The two intrinsics are: llvm.mca.code.regions.start and
llvm.mca.code.regions.end.  A user can identify a code region by inserting the
mca_code_region_start and mca_code_region_end markers.  These are simply
clang builtins and are transformed into the aforementioned intrinsics during
compilation.  The code between the intrinsics are what we call "code regions"
and are to be easily identifiable by llvm-mca; any code between a start/end
pair can be analyzed by llvm-mca at a later time.  A user can define multiple
non-overlapping code regions within their program.
The llvm.mca.code.region.start intrinsic takes an integer constant as its only
argument.  This argument is implemented as a metadata i32, and is only used
when generating llvm-mca reports.
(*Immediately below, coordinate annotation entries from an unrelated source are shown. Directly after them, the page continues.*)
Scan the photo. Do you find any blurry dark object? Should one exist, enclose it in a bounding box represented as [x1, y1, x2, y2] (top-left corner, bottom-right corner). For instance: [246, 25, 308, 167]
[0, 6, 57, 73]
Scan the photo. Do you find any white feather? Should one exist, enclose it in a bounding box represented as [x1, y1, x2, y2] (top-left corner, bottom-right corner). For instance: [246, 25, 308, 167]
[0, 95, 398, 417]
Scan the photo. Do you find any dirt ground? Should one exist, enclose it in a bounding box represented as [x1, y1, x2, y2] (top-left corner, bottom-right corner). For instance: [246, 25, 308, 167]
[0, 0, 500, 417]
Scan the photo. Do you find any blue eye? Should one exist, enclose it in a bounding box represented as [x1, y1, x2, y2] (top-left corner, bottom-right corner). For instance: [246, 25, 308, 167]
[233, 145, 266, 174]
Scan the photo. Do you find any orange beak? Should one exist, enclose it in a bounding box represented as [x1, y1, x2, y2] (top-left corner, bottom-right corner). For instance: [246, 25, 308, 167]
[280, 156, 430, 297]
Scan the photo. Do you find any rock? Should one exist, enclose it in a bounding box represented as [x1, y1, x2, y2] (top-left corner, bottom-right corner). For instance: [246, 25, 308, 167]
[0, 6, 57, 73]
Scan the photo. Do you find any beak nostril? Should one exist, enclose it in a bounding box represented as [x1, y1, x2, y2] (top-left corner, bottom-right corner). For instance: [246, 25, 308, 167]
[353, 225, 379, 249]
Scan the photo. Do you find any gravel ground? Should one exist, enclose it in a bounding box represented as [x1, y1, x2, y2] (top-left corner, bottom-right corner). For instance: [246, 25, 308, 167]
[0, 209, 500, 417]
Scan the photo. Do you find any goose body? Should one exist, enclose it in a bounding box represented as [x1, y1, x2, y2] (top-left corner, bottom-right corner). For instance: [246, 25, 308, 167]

This value allows a user to more easily
identify a specific code region.  llvm.mca.code.region.end takes no arguments.
Since we disallow nesting of regions, the first 'end' intrinsic lexically
following a 'start' intrinsic represents the end of that code region.
Now that we have a solution for identifying regions for analysis, we now need a
way for preserving that information to be read at a later time.  To accomplish
this we propose adding a new section (.mca_code_regions) to the object file
generated by llvm.  During code generation, the start/end intrinsics described
above will be transformed into start/end labels in assembly.  When llvm
generates the object file from the user's code, these start/end labels form a
pair of values identifying the start of the user's code region, and size.  The
size represents the number of bytes between the start and end address of the
labels.  Note that the labels are emitted during assembly printing.  We hope
that these labels have no influence on code generation or basic-block
placement.  However, the target assembler strategy for handling labels is
outside of our control.
This proposed change affects the size of a binary, but only if the user calls
the start/end builtins mentioned above.  The additional size of the
.mca_code_regions section, which we imagine to be very small (to the order of a
few bytes), can trivially be stripped by tools like 'strip' or 'objcopy'.
Implementation Status
We currently have the proposed changes implemented at the url posted below.
This initial patch only targets ELF object files, and does not handle
relocatable addresses.  Since the start of a code region is represented as an
assembly label, and referenced in the .mca_code_regions section, that address
is relocatable.  That value can be represented as section-relative relocatable
symbol (.text + addend), but we are not handling that case yet.  Instead, the
proposed changes only handle linked/executable object files.
The change is presented  as a monolithic patch; however, when the time comes
it will be split into three  patches:
- The introduction of the builtins to clang.
- The llvm portion (the added intrinsics).
- The llvm-mca portion.
This RFC was proposed to the wider llvm community here:
https://lists.llvm.org/pipermail/llvm-dev/2018-November/127784.html
I've set hasSideEffects to true, so that DeadMachineInstructionElim does not remove the llvm-mca code markers under optimization. However, it's certainly possible that optimizations will move code outside of the region.